Исследователи из Кембриджского Университета (отделение Репродукции, Семьи и Брака) пришли к выводу, что лучший возраст, в котором девушка может вступить в брак – 12-14 лет (именно в этом возрасте выходила замуж Джульетта, например). Мозг женщины в этот период чрезвычайно гибок и пластичен, он (мозг) и она (юная жена) легко подстраиваются под мужа.

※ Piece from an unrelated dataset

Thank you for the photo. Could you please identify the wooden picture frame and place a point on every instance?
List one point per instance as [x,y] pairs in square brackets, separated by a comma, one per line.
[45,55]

Берут от него всё лучшее, компенсируя его недостатки своими достоинствами.

В браке Лидии и Аркадия Лакомовых стрела Гименея полетела в обратном направлении, однако психология процесса оказалась скопирована добуквенно: муж Аркадий впитывал мировоззрение жены Лидии… дополняя её женские недостатки своими мужскими достоинствами.

Можно ли считать это провалом? Катастрофой? Гибелью личности?

Во всяком случае, не с точки зрения Лидии.

Так имела ли она моральное право упрекать Афину?

Личного мнения высказывать я не стану, едва ли оно интересно читателю. Позволю высказаться Александру Пушкину:

Но притворитесь! Этот взгляд

Всё может выразить так чудно!

Ах, обмануть меня не трудно!..

Я сам обманываться рад!

В назначенный срок, процесс состоялся. Чтобы картина была полной, отмечу, что заседание суда отнюдь не напоминало Святого Судилища, оно казалось проекцией высшего учебного заведения… в тот момент, когда там принимают выпускные экзамены – смесь строгости, экзальтации, авансов и предвкушений… предвкушений радостных сенсаций (для студентов) и банальных новостей о скорой попойке (для преподавателей).

Отставив высокий слог, в зале собрались "знакомые всё лица". Дружественные и недружественные. Миролюбивые и настроенные "контра". Собравшиеся персонажи достойны отдельных повестей, и, быть может, я положу эти образы на бумагу. Когда-нибудь.

 

Вот сухие итоги суда:

Афина Завьялова получила три года исправительных работ, без права на смягчение приговора (на досрочное освобождение) и без возможности проживать в последующем в Москве и Ленинграде.

Когда приговор объявили, по залу суда прошелестел ропоток (сухой и ледяной до остроты скальпеля): "Невозможно! Это конец! Почему так жестоко?!"

Для Григория Алябьева прокурор потребовал увольнения с занимаемой должности и штрафа в два месячных оклада, однако суд не нашел веских оснований для наказания.

Не нашел…

И всё же, "тень презрения" легла на Алябьева, а потому судья рекомендовала профсоюзу проработать своего недостойного члена досконально, и надзирать за ним впредь с пристрастием.

Из зала суда Груня Алябьев вышел, не умея и не желая прятать улыбку. Он не думал о высоком, не размышлял о низменном. Он жил здесь и сейчас; и солнце улыбалось ему всеми своими лучами (день выдался погожим и ласковым). Груню Алябьева встречала Усатая Еврейка – она принесла домашних пирожков, мытое яблоко и термос чаю.

Николай Дмитриевич…

Нетрудно догадаться, что Николай Дмитриевич, ещё до Нового года отбыл домой. Выдержал шторм от супруги по поводу синяков на лице: "Ты был у любовницы, кобель! и её муж разбил тебе физиономию, застигнув вас в койке!"

Это был грандиозный скандал. Куликовская битва. Тотальное обновление чувств.

Счастливый Кока встретил Новый год с семьёй… роскошно побаловал своих девчонок (дочери отметили небывалую щедрость отца в смысле подарков и комплиментов), и чувствовал себя превосходно…

…особенно, когда не вспоминал Аркадия Лакомова и не размышлял о правосудии.